Total nonfarm payroll employment in the U.S. rose by an unexpectedly strong 228,000 in March, while the unemployment rate changed little at 4.2 percent, the U.S. Bureau of Labor Statistics reports. The latest job increase came on the heels of an unexpectedly sluggish 117,000 (revised) figure for February.

The biggest March job gains occurred in health care, social assistance, and transportation/ warehousing. Employment also increased in retail trade, partially reflecting the return of workers from a strike. Federal government employment declined.

Specifically in the retail trade sector, 24,000 jobs were added in March, as workers returning from a strike contributed to a job gain in food and beverage retailers (+21,000). (Editor’s note: the government did not disclose specifically what work stoppage/settlement it was refering to.) While general merchandise retailers lost 5000 jobs, overall, employment in the sector changed little over the year.

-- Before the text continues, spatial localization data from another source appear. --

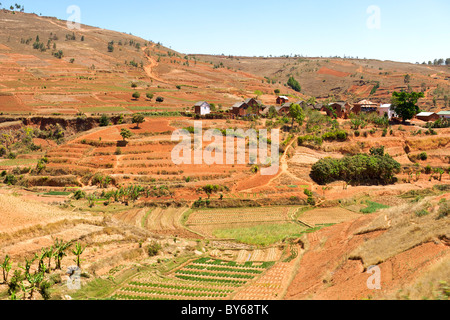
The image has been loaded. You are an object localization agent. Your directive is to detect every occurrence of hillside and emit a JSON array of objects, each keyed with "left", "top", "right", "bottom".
[
  {"left": 192, "top": 54, "right": 450, "bottom": 111},
  {"left": 0, "top": 10, "right": 300, "bottom": 116}
]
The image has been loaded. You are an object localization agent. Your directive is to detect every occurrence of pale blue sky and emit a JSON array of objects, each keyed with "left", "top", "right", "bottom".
[{"left": 5, "top": 0, "right": 450, "bottom": 63}]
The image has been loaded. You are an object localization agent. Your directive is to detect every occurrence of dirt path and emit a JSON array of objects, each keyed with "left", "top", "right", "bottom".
[
  {"left": 141, "top": 46, "right": 171, "bottom": 85},
  {"left": 238, "top": 137, "right": 298, "bottom": 192}
]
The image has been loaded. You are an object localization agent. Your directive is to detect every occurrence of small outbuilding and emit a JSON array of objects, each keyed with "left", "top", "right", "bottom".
[
  {"left": 194, "top": 101, "right": 211, "bottom": 116},
  {"left": 276, "top": 96, "right": 289, "bottom": 105}
]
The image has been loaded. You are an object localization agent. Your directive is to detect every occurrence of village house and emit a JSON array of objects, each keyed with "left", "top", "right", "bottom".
[
  {"left": 276, "top": 102, "right": 292, "bottom": 115},
  {"left": 355, "top": 99, "right": 378, "bottom": 113},
  {"left": 437, "top": 111, "right": 450, "bottom": 119},
  {"left": 276, "top": 96, "right": 289, "bottom": 105},
  {"left": 322, "top": 102, "right": 353, "bottom": 118},
  {"left": 231, "top": 98, "right": 262, "bottom": 116},
  {"left": 378, "top": 104, "right": 397, "bottom": 119},
  {"left": 194, "top": 101, "right": 211, "bottom": 116},
  {"left": 416, "top": 112, "right": 440, "bottom": 122}
]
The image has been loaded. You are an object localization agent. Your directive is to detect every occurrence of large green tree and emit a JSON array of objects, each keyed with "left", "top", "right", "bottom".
[
  {"left": 391, "top": 91, "right": 424, "bottom": 123},
  {"left": 289, "top": 103, "right": 305, "bottom": 127}
]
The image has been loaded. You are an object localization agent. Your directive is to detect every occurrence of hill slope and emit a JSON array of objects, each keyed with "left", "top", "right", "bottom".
[
  {"left": 0, "top": 10, "right": 298, "bottom": 115},
  {"left": 191, "top": 54, "right": 450, "bottom": 110}
]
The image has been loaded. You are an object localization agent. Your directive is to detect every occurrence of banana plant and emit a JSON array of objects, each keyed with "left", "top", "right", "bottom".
[
  {"left": 36, "top": 249, "right": 47, "bottom": 274},
  {"left": 1, "top": 255, "right": 12, "bottom": 283},
  {"left": 46, "top": 246, "right": 55, "bottom": 273},
  {"left": 72, "top": 242, "right": 86, "bottom": 268},
  {"left": 54, "top": 238, "right": 73, "bottom": 270},
  {"left": 26, "top": 272, "right": 43, "bottom": 300}
]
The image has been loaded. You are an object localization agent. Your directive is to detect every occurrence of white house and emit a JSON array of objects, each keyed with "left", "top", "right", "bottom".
[
  {"left": 437, "top": 111, "right": 450, "bottom": 119},
  {"left": 194, "top": 101, "right": 211, "bottom": 116},
  {"left": 378, "top": 104, "right": 396, "bottom": 119}
]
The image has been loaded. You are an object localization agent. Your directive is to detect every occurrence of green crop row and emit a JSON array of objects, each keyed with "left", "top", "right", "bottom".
[
  {"left": 185, "top": 265, "right": 263, "bottom": 274},
  {"left": 175, "top": 269, "right": 255, "bottom": 280},
  {"left": 129, "top": 281, "right": 233, "bottom": 293},
  {"left": 175, "top": 275, "right": 246, "bottom": 285},
  {"left": 121, "top": 286, "right": 227, "bottom": 298}
]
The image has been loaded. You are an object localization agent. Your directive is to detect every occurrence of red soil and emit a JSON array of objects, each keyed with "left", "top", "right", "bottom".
[{"left": 317, "top": 67, "right": 351, "bottom": 78}]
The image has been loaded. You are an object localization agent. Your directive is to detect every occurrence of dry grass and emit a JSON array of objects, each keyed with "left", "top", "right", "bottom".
[{"left": 351, "top": 197, "right": 450, "bottom": 268}]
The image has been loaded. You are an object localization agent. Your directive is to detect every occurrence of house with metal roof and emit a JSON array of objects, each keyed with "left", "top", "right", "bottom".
[
  {"left": 416, "top": 112, "right": 439, "bottom": 122},
  {"left": 194, "top": 101, "right": 211, "bottom": 116},
  {"left": 437, "top": 111, "right": 450, "bottom": 119}
]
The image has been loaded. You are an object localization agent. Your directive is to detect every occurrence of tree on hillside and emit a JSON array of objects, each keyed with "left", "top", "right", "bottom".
[
  {"left": 446, "top": 58, "right": 450, "bottom": 66},
  {"left": 99, "top": 114, "right": 110, "bottom": 127},
  {"left": 132, "top": 92, "right": 141, "bottom": 100},
  {"left": 132, "top": 113, "right": 145, "bottom": 129},
  {"left": 120, "top": 128, "right": 132, "bottom": 142},
  {"left": 289, "top": 103, "right": 305, "bottom": 127},
  {"left": 287, "top": 76, "right": 301, "bottom": 92},
  {"left": 107, "top": 41, "right": 114, "bottom": 53},
  {"left": 146, "top": 93, "right": 154, "bottom": 101},
  {"left": 274, "top": 89, "right": 280, "bottom": 95},
  {"left": 390, "top": 91, "right": 424, "bottom": 124},
  {"left": 404, "top": 74, "right": 411, "bottom": 84}
]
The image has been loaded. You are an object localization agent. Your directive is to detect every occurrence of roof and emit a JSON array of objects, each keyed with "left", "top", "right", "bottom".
[
  {"left": 356, "top": 99, "right": 377, "bottom": 106},
  {"left": 278, "top": 96, "right": 289, "bottom": 100},
  {"left": 416, "top": 112, "right": 436, "bottom": 117},
  {"left": 194, "top": 101, "right": 209, "bottom": 107},
  {"left": 281, "top": 102, "right": 292, "bottom": 108},
  {"left": 243, "top": 98, "right": 262, "bottom": 105},
  {"left": 437, "top": 111, "right": 450, "bottom": 115},
  {"left": 379, "top": 104, "right": 391, "bottom": 109},
  {"left": 232, "top": 102, "right": 247, "bottom": 109}
]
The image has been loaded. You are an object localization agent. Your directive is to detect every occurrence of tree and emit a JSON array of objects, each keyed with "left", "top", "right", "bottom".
[
  {"left": 391, "top": 91, "right": 424, "bottom": 123},
  {"left": 99, "top": 114, "right": 110, "bottom": 127},
  {"left": 120, "top": 128, "right": 132, "bottom": 142},
  {"left": 156, "top": 96, "right": 164, "bottom": 103},
  {"left": 146, "top": 93, "right": 154, "bottom": 101},
  {"left": 274, "top": 89, "right": 280, "bottom": 95},
  {"left": 404, "top": 74, "right": 411, "bottom": 84},
  {"left": 71, "top": 242, "right": 86, "bottom": 268},
  {"left": 53, "top": 238, "right": 72, "bottom": 270},
  {"left": 1, "top": 255, "right": 12, "bottom": 283},
  {"left": 107, "top": 41, "right": 114, "bottom": 52},
  {"left": 132, "top": 92, "right": 141, "bottom": 100},
  {"left": 132, "top": 113, "right": 145, "bottom": 128},
  {"left": 289, "top": 103, "right": 305, "bottom": 127},
  {"left": 287, "top": 76, "right": 301, "bottom": 92},
  {"left": 446, "top": 58, "right": 450, "bottom": 66}
]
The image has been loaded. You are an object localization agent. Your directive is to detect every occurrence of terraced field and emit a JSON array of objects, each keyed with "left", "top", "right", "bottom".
[{"left": 113, "top": 258, "right": 276, "bottom": 300}]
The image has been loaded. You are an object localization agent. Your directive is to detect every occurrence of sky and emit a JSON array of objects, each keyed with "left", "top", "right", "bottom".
[{"left": 5, "top": 0, "right": 450, "bottom": 63}]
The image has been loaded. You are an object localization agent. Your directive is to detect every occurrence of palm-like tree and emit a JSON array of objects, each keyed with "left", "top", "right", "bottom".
[{"left": 72, "top": 242, "right": 86, "bottom": 268}]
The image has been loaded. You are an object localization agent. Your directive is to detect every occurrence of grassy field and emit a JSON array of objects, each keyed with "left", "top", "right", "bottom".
[
  {"left": 0, "top": 158, "right": 38, "bottom": 166},
  {"left": 212, "top": 223, "right": 307, "bottom": 246},
  {"left": 360, "top": 201, "right": 390, "bottom": 214}
]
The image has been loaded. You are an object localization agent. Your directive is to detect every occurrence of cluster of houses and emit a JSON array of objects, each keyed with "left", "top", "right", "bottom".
[{"left": 193, "top": 97, "right": 449, "bottom": 122}]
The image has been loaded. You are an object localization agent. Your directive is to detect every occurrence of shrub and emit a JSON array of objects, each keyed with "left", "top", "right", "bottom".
[
  {"left": 310, "top": 153, "right": 401, "bottom": 185},
  {"left": 147, "top": 241, "right": 162, "bottom": 257},
  {"left": 418, "top": 152, "right": 428, "bottom": 161},
  {"left": 322, "top": 130, "right": 348, "bottom": 142},
  {"left": 99, "top": 114, "right": 110, "bottom": 127},
  {"left": 4, "top": 174, "right": 17, "bottom": 185},
  {"left": 73, "top": 190, "right": 86, "bottom": 200},
  {"left": 156, "top": 97, "right": 164, "bottom": 103}
]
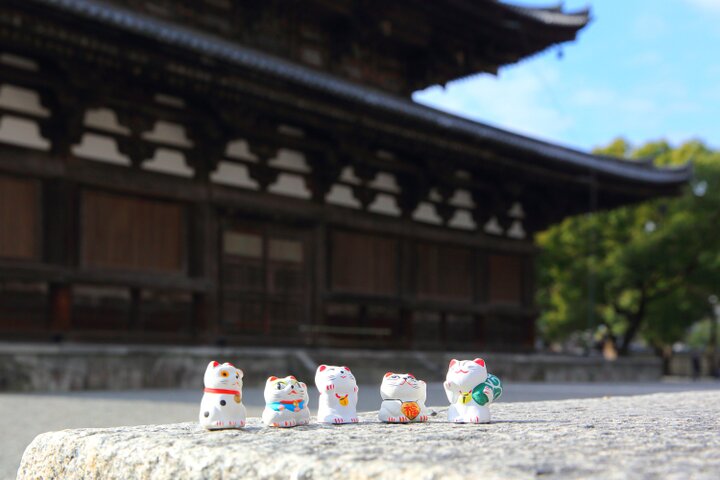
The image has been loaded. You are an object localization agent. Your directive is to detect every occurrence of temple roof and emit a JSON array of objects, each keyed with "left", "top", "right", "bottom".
[
  {"left": 21, "top": 0, "right": 690, "bottom": 190},
  {"left": 23, "top": 0, "right": 592, "bottom": 94}
]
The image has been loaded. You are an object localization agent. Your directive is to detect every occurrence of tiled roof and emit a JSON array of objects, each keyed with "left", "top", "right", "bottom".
[{"left": 23, "top": 0, "right": 691, "bottom": 186}]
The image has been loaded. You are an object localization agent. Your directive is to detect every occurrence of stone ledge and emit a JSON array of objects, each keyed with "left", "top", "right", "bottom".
[
  {"left": 17, "top": 391, "right": 720, "bottom": 479},
  {"left": 0, "top": 342, "right": 662, "bottom": 391}
]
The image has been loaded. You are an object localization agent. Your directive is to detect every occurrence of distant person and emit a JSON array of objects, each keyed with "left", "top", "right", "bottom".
[{"left": 691, "top": 352, "right": 701, "bottom": 381}]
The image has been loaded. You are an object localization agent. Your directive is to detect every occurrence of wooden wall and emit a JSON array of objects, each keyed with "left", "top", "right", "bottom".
[
  {"left": 0, "top": 174, "right": 39, "bottom": 260},
  {"left": 80, "top": 190, "right": 185, "bottom": 273}
]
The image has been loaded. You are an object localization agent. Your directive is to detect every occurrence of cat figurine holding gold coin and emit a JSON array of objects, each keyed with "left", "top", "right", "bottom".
[
  {"left": 444, "top": 358, "right": 502, "bottom": 423},
  {"left": 199, "top": 361, "right": 247, "bottom": 429},
  {"left": 315, "top": 365, "right": 359, "bottom": 424},
  {"left": 378, "top": 372, "right": 429, "bottom": 423},
  {"left": 262, "top": 375, "right": 311, "bottom": 427}
]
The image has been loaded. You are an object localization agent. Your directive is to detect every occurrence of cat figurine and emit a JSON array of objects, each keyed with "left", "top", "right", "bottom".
[
  {"left": 315, "top": 365, "right": 359, "bottom": 424},
  {"left": 444, "top": 358, "right": 502, "bottom": 424},
  {"left": 262, "top": 375, "right": 311, "bottom": 427},
  {"left": 378, "top": 372, "right": 429, "bottom": 423},
  {"left": 199, "top": 361, "right": 247, "bottom": 429}
]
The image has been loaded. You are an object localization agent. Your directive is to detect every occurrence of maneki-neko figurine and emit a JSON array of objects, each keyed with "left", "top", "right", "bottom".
[
  {"left": 444, "top": 358, "right": 502, "bottom": 423},
  {"left": 262, "top": 375, "right": 311, "bottom": 427},
  {"left": 378, "top": 372, "right": 429, "bottom": 423},
  {"left": 315, "top": 365, "right": 359, "bottom": 424},
  {"left": 199, "top": 361, "right": 247, "bottom": 429}
]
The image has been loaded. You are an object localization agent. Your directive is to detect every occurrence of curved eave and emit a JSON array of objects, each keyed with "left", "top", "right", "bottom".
[
  {"left": 501, "top": 3, "right": 591, "bottom": 29},
  {"left": 20, "top": 0, "right": 691, "bottom": 190}
]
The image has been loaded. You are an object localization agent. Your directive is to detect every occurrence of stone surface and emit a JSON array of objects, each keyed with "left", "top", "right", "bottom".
[
  {"left": 17, "top": 391, "right": 720, "bottom": 479},
  {"left": 0, "top": 342, "right": 662, "bottom": 392}
]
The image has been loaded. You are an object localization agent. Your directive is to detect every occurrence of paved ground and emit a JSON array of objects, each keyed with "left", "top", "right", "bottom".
[
  {"left": 3, "top": 380, "right": 720, "bottom": 479},
  {"left": 16, "top": 390, "right": 720, "bottom": 479}
]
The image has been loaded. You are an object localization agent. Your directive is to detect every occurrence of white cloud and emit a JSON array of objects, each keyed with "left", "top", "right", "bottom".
[
  {"left": 683, "top": 0, "right": 720, "bottom": 13},
  {"left": 412, "top": 64, "right": 575, "bottom": 143}
]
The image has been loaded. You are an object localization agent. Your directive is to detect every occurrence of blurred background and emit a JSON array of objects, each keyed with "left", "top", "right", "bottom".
[{"left": 1, "top": 0, "right": 719, "bottom": 477}]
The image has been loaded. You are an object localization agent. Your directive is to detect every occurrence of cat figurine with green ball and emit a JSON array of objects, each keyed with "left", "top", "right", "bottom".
[{"left": 444, "top": 358, "right": 502, "bottom": 423}]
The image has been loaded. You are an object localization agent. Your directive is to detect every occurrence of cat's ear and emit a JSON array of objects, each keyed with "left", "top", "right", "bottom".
[
  {"left": 226, "top": 362, "right": 235, "bottom": 368},
  {"left": 289, "top": 375, "right": 296, "bottom": 380},
  {"left": 384, "top": 372, "right": 393, "bottom": 377},
  {"left": 473, "top": 358, "right": 486, "bottom": 367},
  {"left": 268, "top": 376, "right": 278, "bottom": 382},
  {"left": 342, "top": 366, "right": 350, "bottom": 371},
  {"left": 449, "top": 359, "right": 458, "bottom": 368},
  {"left": 407, "top": 373, "right": 415, "bottom": 379},
  {"left": 209, "top": 361, "right": 220, "bottom": 369},
  {"left": 317, "top": 365, "right": 327, "bottom": 372}
]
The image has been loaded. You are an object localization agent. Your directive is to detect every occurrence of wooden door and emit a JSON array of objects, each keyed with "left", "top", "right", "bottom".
[{"left": 220, "top": 222, "right": 310, "bottom": 340}]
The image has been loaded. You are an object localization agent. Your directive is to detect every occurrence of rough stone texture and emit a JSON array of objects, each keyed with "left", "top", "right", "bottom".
[
  {"left": 18, "top": 391, "right": 720, "bottom": 479},
  {"left": 0, "top": 342, "right": 662, "bottom": 392}
]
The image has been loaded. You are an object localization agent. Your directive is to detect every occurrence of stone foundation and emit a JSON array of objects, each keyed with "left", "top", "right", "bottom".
[{"left": 0, "top": 342, "right": 662, "bottom": 392}]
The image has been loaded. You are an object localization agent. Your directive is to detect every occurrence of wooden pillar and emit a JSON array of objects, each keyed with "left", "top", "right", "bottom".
[
  {"left": 311, "top": 222, "right": 327, "bottom": 347},
  {"left": 44, "top": 177, "right": 78, "bottom": 336},
  {"left": 189, "top": 203, "right": 219, "bottom": 342},
  {"left": 48, "top": 283, "right": 72, "bottom": 333}
]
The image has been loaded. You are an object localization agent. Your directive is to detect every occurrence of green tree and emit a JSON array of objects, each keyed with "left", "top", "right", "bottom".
[{"left": 536, "top": 139, "right": 720, "bottom": 357}]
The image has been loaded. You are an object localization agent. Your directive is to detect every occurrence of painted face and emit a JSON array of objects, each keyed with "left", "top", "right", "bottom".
[
  {"left": 446, "top": 358, "right": 488, "bottom": 391},
  {"left": 380, "top": 372, "right": 424, "bottom": 401},
  {"left": 203, "top": 361, "right": 243, "bottom": 390},
  {"left": 264, "top": 376, "right": 307, "bottom": 403},
  {"left": 315, "top": 365, "right": 357, "bottom": 390}
]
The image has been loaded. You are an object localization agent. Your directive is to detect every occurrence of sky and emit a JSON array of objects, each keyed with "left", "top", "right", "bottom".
[{"left": 413, "top": 0, "right": 720, "bottom": 152}]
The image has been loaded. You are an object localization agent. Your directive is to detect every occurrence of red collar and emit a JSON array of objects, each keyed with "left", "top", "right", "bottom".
[
  {"left": 278, "top": 399, "right": 301, "bottom": 404},
  {"left": 204, "top": 387, "right": 240, "bottom": 395}
]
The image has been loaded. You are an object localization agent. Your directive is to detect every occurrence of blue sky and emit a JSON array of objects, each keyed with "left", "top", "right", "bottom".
[{"left": 413, "top": 0, "right": 720, "bottom": 152}]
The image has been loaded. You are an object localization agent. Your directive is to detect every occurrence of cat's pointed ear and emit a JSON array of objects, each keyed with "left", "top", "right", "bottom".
[
  {"left": 268, "top": 376, "right": 278, "bottom": 382},
  {"left": 384, "top": 372, "right": 393, "bottom": 377},
  {"left": 407, "top": 373, "right": 415, "bottom": 379},
  {"left": 289, "top": 375, "right": 296, "bottom": 380},
  {"left": 342, "top": 366, "right": 350, "bottom": 371},
  {"left": 226, "top": 362, "right": 235, "bottom": 368},
  {"left": 209, "top": 361, "right": 220, "bottom": 368},
  {"left": 449, "top": 359, "right": 458, "bottom": 368},
  {"left": 318, "top": 365, "right": 327, "bottom": 372},
  {"left": 473, "top": 358, "right": 486, "bottom": 367}
]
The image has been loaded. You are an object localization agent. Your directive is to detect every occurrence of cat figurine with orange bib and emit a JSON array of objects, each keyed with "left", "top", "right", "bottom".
[
  {"left": 262, "top": 375, "right": 311, "bottom": 427},
  {"left": 199, "top": 361, "right": 247, "bottom": 429},
  {"left": 379, "top": 372, "right": 429, "bottom": 423},
  {"left": 315, "top": 365, "right": 359, "bottom": 424},
  {"left": 444, "top": 358, "right": 502, "bottom": 424}
]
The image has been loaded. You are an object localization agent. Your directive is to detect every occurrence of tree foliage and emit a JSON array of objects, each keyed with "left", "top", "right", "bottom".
[{"left": 536, "top": 139, "right": 720, "bottom": 355}]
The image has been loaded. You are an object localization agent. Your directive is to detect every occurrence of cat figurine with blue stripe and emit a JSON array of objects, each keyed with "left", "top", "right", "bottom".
[{"left": 262, "top": 375, "right": 310, "bottom": 427}]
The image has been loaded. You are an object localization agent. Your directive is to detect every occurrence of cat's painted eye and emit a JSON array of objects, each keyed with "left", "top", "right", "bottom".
[{"left": 220, "top": 371, "right": 229, "bottom": 378}]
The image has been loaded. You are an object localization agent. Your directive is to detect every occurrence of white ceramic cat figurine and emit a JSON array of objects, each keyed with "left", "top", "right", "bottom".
[
  {"left": 444, "top": 358, "right": 503, "bottom": 424},
  {"left": 199, "top": 361, "right": 247, "bottom": 429},
  {"left": 262, "top": 375, "right": 311, "bottom": 427},
  {"left": 378, "top": 372, "right": 429, "bottom": 423},
  {"left": 315, "top": 365, "right": 359, "bottom": 424}
]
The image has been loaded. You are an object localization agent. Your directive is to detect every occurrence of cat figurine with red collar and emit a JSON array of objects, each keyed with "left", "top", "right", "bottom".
[
  {"left": 199, "top": 361, "right": 247, "bottom": 429},
  {"left": 262, "top": 375, "right": 310, "bottom": 427},
  {"left": 315, "top": 365, "right": 359, "bottom": 424},
  {"left": 444, "top": 358, "right": 502, "bottom": 424}
]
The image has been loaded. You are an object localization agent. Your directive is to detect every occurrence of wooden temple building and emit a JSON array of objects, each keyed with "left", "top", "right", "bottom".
[{"left": 0, "top": 0, "right": 691, "bottom": 351}]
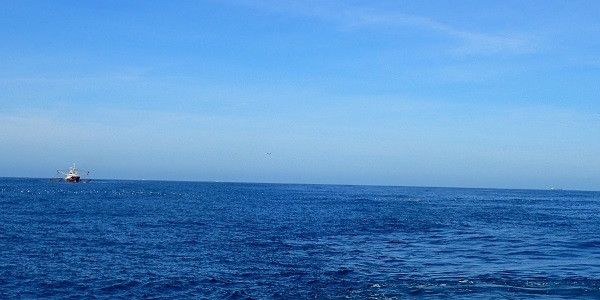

In its coverage of the news, CNBC noted that the positive jobs numbers were overshadowed by the Trump administration’s recent announcement to start implementing widespread tariffs on imported goods.

“Today’s better-than-expected jobs report will help ease fears of an immediate softening in the U.S. labor market,” said Lindsay Rosner, Head of Multi-Sector Fixed Income Investing at Goldman Sachs Asset Management, told the news service. “However, this number has become a side dish with the market just focusing on the entrée: tariffs.”

In a similar vein, Glen Smith, Chief Investment Officer at GDS Wealth, told CNBC that while latest jobs report “showed that the economy is still adding jobs even with the tariff uncertainty and federal job cuts, the data is backward looking and doesn’t say anything about how employers might fare over the coming months.”